Man dies from deep wound when beaver snapped jaws close cutting through a major vein!!

Sorry had to do this. Been breathing to many different types of wood dust!!


----------



## jswift (Dec 24, 2012)

Man dies from deep wound when beaver snapped jaws close cutting through a major vein!!

That is one major Ouch :emm: :emm:


----------



## dwtrees (Mar 5, 2012)

Not touching that one.


----------



## 220swift (Mar 2, 2011)

ya sleeping, I doubt that......LOL I knew someone wouldn't be able to resist.


----------



## Scotty D. (Feb 23, 2012)

Makes me scared of angry beavers....


----------



## youngdon (Mar 10, 2010)

LOL


----------



## fr3db3ar (Aug 6, 2011)

You SHOULD be afraid of angry beavers. They've been known to carry a frying pan.


----------



## sneakygroundbuzzard (Nov 1, 2012)

i was waiting for someone to go "there" lol

you guys make me laugh, i love it

maybe the govt should try banning angry beavers

ya know,just to protect the children


----------



## 220swift (Mar 2, 2011)

this just gets better every day.....LOL


----------



## youngdon (Mar 10, 2010)

I've had a few run ins through the years with angry beavers, and if you play your cards right they can actually be rather fun. Be safe though and check for frying pans first.


----------



## dwtrees (Mar 5, 2012)

And make sure you stay on top of them.

couldn't resist.


----------



## Traprdan (Jul 8, 2013)

ROTFLMAO so much too say


----------



## Catfish501 (Dec 1, 2012)

Save a tree! Eat a Beaver!


----------



## JTKillough (May 4, 2010)

I guess I'll go ahead a bite this one. That Rusky wouldn't be the first guy killed by them beavers. Wonder what his name was......Yuri Bobbitov.......sorry, couldn't resist.


----------



## youngdon (Mar 10, 2010)

LOL...... Bobbitov !!!


----------



## fulch (Apr 2, 2013)

Beavers that are cornered and threatened are extremely dangerous; make sure you bring a big stick or some other kind of protection.

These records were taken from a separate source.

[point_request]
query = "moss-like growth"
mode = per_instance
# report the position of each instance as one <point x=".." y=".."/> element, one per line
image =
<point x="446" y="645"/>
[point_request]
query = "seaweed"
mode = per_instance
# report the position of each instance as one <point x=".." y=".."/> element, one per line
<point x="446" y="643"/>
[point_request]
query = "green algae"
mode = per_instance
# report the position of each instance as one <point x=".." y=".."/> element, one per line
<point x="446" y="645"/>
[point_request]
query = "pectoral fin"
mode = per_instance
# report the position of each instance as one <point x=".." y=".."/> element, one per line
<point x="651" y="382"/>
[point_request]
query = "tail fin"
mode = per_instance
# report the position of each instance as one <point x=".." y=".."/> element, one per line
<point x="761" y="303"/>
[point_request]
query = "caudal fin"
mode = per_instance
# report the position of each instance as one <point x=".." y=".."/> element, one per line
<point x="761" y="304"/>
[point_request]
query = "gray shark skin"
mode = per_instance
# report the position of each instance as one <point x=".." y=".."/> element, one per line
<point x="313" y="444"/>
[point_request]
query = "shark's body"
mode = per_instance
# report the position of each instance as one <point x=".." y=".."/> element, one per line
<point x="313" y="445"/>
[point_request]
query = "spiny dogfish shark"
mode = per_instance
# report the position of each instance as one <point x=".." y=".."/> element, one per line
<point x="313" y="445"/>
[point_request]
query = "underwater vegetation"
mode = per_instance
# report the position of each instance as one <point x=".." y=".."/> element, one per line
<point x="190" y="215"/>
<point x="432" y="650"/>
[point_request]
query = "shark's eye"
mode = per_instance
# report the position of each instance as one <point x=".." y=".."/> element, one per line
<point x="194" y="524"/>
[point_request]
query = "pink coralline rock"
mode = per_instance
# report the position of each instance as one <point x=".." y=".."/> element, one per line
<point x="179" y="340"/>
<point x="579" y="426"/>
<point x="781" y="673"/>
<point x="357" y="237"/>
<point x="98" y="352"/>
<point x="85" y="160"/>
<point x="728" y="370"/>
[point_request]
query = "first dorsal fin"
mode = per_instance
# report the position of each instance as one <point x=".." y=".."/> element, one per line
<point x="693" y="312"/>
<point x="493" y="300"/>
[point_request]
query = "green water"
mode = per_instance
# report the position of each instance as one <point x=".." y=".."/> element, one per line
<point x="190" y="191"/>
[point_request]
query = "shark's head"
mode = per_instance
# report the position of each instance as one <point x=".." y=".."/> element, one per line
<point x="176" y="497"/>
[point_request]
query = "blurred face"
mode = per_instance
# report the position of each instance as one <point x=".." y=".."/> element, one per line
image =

We're still talking about the 4 legged flat tailed kinds, right?


----------



## JTKillough (May 4, 2010)

He wouldn't be the first guy bitten by the beaver! :smiley-dracula: Just say'n............


----------



## NattyB (Jan 5, 2012)

We had a Beaver attack in SE, Pa this year. First I ever heard of it, then I saw this post. Helped a buddy in IA when he caught a 60LBer. ...That was one big critter, but they usually seem pretty docile in a leg-hold or snare...if they didn't drown. I was always more cautious approaching a trapped red or raccoon.


----------